Erano per la maggior parte piuttosto anziani e qualcuno mostrava una certa bizzarria del carattere.
Mi domandavo, ad esempio, se il conte di Contades non prendesse la Maison come un ricovero notturno. Per quasi tutta la serata e quasi tutta la notte restava là, davanti al suo tavolo in compagnia della sua amante.
Si era arrivati al punto di dover trascurare la pulizia della sala dove lui si trovava. Non poteva sopportare la vista d’una scopa e quando vedeva un dipendente munito di tale attrezzo guardava la sua amante con aria scontenta:
– Vedi Coco, – diceva con voce strascicata, – stanno per fare ancora polvere, vogliono metterci alla porta.
Chiamava allora Cornuché:
– Eugène, Eugène, che cos’è, che cos’è questo cameriere che pretende di spazzare?
Ogni sera era la stessa storia, così come ogni sera mangiava una coda e uno zampetto di maiale. La sua voce era dolce, parlava con molta lentezza e quando si udivano le sue recriminazioni pronunciate con quel tono così calmo, tutti i dipendenti si divertivano. La sua amante, madame L., ancora oggi avvenente, fu la sua compagna fino alla morte.
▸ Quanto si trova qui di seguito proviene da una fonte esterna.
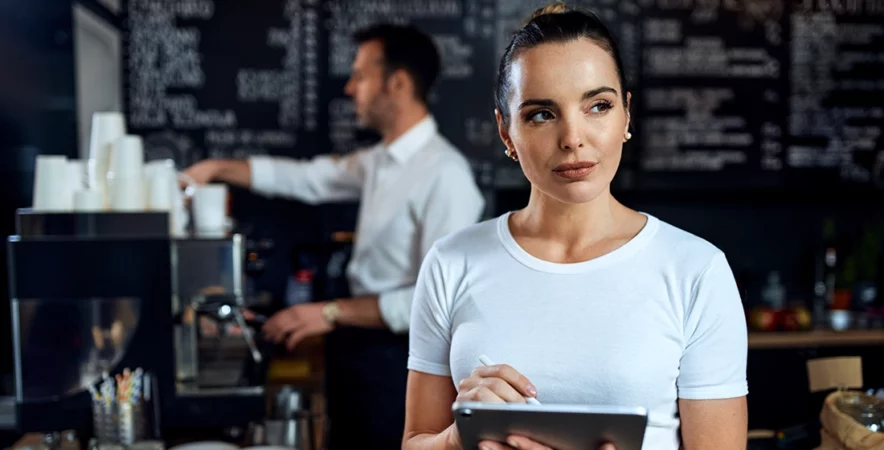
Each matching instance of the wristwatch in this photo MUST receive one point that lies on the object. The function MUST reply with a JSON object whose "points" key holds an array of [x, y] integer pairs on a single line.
{"points": [[330, 312]]}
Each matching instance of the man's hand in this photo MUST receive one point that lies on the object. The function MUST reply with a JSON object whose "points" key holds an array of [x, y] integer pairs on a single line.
{"points": [[296, 323], [203, 172]]}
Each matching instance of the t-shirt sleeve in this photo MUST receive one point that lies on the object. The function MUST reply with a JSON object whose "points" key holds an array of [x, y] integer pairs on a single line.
{"points": [[713, 363], [430, 330]]}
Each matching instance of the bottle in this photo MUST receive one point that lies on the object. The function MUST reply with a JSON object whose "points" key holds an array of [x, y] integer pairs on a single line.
{"points": [[774, 294], [300, 288], [824, 279], [69, 441]]}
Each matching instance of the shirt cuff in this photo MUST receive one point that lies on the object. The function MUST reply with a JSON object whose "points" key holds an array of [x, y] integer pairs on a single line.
{"points": [[262, 174], [395, 307]]}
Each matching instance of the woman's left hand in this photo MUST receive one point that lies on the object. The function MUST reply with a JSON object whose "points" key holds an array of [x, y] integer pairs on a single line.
{"points": [[523, 443]]}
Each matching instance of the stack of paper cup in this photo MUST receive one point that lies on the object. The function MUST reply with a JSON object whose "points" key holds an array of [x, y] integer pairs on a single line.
{"points": [[107, 129], [210, 210], [52, 192], [125, 175]]}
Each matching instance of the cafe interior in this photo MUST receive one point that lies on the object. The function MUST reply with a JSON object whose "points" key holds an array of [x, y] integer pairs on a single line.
{"points": [[131, 301]]}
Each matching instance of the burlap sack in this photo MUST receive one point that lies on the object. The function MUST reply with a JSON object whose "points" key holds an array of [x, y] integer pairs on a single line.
{"points": [[842, 432]]}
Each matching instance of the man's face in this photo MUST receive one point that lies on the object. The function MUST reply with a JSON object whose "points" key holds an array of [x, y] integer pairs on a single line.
{"points": [[367, 86]]}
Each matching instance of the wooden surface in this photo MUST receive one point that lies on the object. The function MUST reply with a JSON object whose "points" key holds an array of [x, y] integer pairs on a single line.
{"points": [[816, 338]]}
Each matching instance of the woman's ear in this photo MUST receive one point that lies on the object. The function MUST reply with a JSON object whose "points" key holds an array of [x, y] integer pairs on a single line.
{"points": [[503, 131], [628, 115]]}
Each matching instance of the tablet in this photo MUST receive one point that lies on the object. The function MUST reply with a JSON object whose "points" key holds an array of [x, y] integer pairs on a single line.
{"points": [[562, 427]]}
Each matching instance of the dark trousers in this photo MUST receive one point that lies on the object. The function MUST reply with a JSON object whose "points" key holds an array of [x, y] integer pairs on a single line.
{"points": [[366, 377]]}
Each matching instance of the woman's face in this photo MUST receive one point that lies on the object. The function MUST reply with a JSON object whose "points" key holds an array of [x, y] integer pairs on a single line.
{"points": [[567, 119]]}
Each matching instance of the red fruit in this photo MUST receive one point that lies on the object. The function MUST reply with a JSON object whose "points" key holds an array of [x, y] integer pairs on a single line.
{"points": [[763, 318], [798, 318]]}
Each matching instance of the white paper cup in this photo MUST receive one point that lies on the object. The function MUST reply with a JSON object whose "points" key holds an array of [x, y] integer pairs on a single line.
{"points": [[88, 201], [127, 193], [52, 191], [107, 128], [127, 158], [210, 209], [161, 186]]}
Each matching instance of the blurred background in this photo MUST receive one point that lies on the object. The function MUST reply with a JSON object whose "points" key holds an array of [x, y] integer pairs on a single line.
{"points": [[757, 125]]}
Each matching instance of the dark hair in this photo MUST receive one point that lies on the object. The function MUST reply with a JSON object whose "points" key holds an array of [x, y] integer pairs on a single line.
{"points": [[406, 48], [554, 23]]}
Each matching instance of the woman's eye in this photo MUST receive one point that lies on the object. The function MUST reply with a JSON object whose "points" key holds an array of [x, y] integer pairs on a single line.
{"points": [[540, 116], [600, 107]]}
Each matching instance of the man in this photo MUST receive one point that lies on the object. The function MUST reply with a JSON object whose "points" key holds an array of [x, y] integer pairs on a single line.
{"points": [[414, 187]]}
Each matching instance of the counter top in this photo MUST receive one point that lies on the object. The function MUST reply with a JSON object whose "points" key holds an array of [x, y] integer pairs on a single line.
{"points": [[815, 338]]}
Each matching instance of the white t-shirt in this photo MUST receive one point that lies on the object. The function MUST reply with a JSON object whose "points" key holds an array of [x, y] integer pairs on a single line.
{"points": [[658, 319]]}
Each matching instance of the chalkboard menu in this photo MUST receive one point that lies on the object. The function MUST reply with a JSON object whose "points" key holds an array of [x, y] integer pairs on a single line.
{"points": [[730, 94]]}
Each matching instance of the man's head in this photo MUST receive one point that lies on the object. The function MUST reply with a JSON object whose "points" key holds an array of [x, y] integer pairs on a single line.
{"points": [[395, 67]]}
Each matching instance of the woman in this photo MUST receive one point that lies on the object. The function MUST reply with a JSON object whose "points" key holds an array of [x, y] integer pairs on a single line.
{"points": [[585, 300]]}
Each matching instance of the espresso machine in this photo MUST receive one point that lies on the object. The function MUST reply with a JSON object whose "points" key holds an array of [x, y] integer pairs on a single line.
{"points": [[97, 292]]}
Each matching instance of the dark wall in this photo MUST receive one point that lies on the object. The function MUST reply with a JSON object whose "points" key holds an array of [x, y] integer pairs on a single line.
{"points": [[37, 111]]}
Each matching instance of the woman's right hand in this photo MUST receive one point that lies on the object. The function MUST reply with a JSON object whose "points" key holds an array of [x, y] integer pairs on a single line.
{"points": [[495, 384]]}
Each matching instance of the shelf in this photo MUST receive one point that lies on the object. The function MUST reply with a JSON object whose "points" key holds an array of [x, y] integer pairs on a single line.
{"points": [[821, 338]]}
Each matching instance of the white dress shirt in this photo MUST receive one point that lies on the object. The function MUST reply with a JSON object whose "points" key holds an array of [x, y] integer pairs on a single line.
{"points": [[413, 191]]}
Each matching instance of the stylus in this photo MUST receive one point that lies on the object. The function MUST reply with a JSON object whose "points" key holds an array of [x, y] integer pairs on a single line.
{"points": [[487, 362]]}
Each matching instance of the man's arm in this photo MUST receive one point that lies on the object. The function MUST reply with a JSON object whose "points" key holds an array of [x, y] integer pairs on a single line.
{"points": [[360, 312], [322, 179], [714, 424], [231, 171]]}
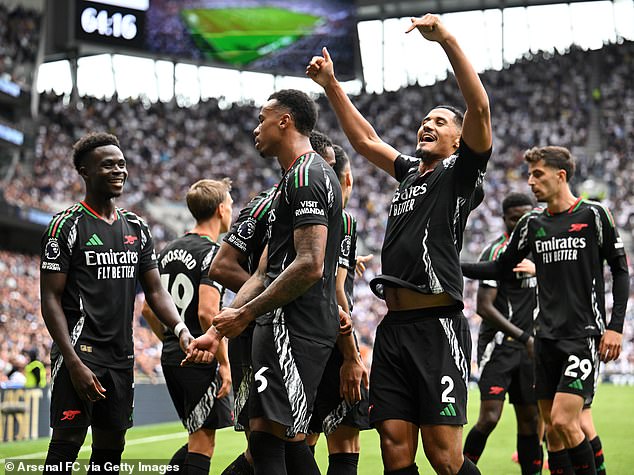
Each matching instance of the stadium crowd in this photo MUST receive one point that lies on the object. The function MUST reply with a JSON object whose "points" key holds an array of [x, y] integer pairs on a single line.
{"points": [[19, 38], [542, 99]]}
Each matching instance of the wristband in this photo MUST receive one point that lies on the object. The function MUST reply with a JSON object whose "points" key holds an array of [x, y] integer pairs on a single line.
{"points": [[180, 326], [524, 337]]}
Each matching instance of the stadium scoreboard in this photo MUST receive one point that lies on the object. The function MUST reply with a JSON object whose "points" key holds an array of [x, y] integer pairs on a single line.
{"points": [[257, 35]]}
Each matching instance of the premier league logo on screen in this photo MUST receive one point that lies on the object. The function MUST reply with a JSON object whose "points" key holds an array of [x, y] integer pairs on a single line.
{"points": [[51, 252], [247, 229]]}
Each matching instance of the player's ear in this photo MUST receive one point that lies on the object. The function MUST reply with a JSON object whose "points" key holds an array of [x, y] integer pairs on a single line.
{"points": [[285, 121]]}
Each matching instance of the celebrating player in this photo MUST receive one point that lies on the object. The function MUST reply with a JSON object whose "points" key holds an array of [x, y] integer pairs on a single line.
{"points": [[199, 392], [412, 388], [93, 256], [569, 241]]}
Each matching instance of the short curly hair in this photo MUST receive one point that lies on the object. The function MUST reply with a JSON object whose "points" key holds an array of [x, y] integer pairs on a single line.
{"points": [[302, 108], [88, 143], [553, 156]]}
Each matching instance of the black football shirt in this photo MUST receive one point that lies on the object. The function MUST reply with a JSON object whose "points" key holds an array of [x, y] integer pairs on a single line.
{"points": [[184, 267], [516, 296], [249, 233], [569, 249], [102, 263], [309, 193], [348, 254], [426, 221]]}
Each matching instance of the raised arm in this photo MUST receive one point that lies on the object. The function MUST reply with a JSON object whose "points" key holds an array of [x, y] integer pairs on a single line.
{"points": [[476, 129], [360, 133]]}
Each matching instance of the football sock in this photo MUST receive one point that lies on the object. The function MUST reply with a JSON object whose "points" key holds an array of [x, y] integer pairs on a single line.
{"points": [[582, 458], [60, 451], [179, 457], [599, 459], [268, 454], [559, 463], [529, 454], [239, 466], [299, 459], [411, 470], [343, 464], [100, 457], [474, 445], [196, 464], [468, 468]]}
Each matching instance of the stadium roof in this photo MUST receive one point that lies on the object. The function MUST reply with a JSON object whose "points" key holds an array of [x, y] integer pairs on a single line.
{"points": [[375, 9]]}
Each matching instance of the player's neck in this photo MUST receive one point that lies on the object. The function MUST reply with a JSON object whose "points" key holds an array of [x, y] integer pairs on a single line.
{"points": [[561, 201], [105, 208], [295, 149], [209, 228]]}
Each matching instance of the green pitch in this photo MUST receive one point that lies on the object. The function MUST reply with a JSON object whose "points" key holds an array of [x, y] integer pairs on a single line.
{"points": [[241, 35], [612, 411]]}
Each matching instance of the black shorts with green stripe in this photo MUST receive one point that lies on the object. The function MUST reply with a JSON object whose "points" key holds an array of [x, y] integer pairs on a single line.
{"points": [[566, 366], [420, 367]]}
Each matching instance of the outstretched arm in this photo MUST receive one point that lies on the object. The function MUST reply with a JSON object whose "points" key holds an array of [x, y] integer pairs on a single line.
{"points": [[305, 270], [476, 129], [227, 269], [162, 305], [486, 309], [360, 133], [83, 379]]}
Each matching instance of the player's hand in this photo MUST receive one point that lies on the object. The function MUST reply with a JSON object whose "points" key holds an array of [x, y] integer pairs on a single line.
{"points": [[202, 349], [527, 266], [184, 339], [230, 322], [352, 374], [361, 260], [430, 27], [86, 383], [530, 347], [610, 346], [321, 69], [345, 322], [225, 375]]}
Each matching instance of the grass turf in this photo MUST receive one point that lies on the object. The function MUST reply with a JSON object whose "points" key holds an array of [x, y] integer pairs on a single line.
{"points": [[611, 410]]}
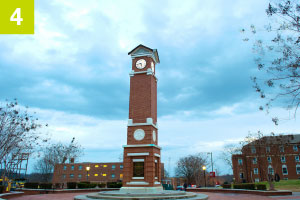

Il comandante Béjè, altro membro del Gin-Club, era un gran bell’uomo, alto, vigoroso, portava i baffi a punta. Grande estimatore di acquavite invecchiata, di cui abusava, non aveva successo con le donne cui dispiacevano i suoi modi. Non mancava mai di pizzicare le signore che passavano a portata della sua mano, il che gli attirava talvolta qualche schiaffo. Un giorno lo sorpresi mentre raccontava storie salaci alla custode dei gabinetti. Credo che fosse un modo di consolarsi degli insuccessi con il bel sesso.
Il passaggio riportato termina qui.